To address these questions, yes, it is good that your wife stopped the screeching but the behavior is still controlling- how you stand, whether you look at her. It's similar with my BPD mother. Your wife's behavior reminds me of her in ways. You don't just take the trash out for her- how you do it, where you put the trash bin, you have to do it in a specific way. I even once put the trash bag in my car to drive to a dumpster because she would pitch a fit if I put it in her trash bin. Whether or not she's screeching, this is controlling and irrational. I accommodated this because we were visiting and it wasn't worth the drama to get into it over the trash but on a daily basis, that's difficult.
The "never enough" is a part of it too. I can visit, do a lot for my BPD mother but still to her she will find something I did or didn't do that was wrong or not enough. This is Victim perspective. We can't change how someone thinks. It's interesting that your mother plays into this too. I wonder if she also has enabling tendencies. To a child, a parent's behavior is their "normal". I also learned enabling behavior as a child. You may feel like your enabling is automatic, or normal to you.
Why did the tools from this board work and then not work? We can influence behaviors through our own behavior- such as boundaries, stopping behaviors that reinforce disordered ones. The tools worked for this but they are not a treatment for someone's disordered thinking. They don't cure mental illness. Still - this is what is tried first. For milder situations, behavioral changes might take the conflict down to a more manageable level. The person will still have BPD though. Since each relationship is different, and most people on the improving board want to at least try to do what they can to improve the relationship- the tools are valuable.
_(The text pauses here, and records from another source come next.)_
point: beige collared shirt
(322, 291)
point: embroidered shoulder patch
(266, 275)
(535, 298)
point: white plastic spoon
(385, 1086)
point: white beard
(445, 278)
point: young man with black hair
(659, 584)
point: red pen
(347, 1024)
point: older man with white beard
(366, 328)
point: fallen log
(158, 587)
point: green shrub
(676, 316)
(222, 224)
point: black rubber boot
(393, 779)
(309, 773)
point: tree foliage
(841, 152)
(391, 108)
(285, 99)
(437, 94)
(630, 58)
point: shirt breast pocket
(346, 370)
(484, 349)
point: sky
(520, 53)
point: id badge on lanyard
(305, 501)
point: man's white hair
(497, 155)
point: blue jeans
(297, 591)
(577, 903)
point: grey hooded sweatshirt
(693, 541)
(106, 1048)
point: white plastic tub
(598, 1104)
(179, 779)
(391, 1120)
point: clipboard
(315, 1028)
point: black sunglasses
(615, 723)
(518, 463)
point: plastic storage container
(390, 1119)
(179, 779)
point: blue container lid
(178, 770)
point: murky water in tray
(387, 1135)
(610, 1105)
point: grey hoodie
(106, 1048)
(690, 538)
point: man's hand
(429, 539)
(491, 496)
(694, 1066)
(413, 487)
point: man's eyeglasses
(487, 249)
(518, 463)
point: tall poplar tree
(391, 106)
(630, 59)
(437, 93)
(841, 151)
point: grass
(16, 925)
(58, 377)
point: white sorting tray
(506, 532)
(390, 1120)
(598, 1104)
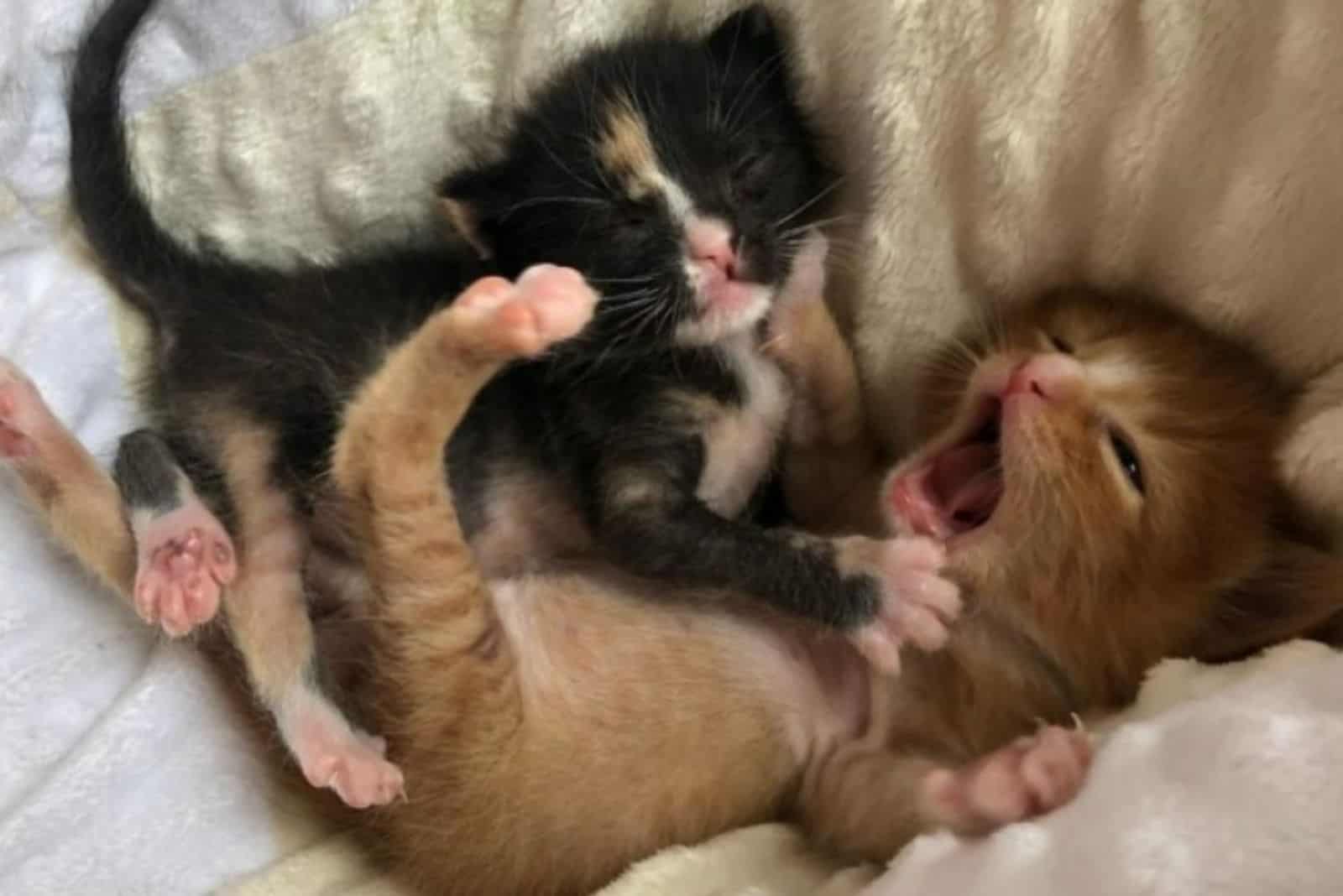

But if there is still significant dysfunction after that, then that may need to be reassessed. For me, the tools have made a difference in my own relationship with my BPD mother, but they haven't changed her thinking or her own decisions.
As to the psychiatrist who encouraged you to pursue this relationship. You both only knew what you knew at the time. It's hard to know what her perception of the relationship was at the time. If you were truly determined to pursue the relationship, I don't think a therapist can stop someone from doing so.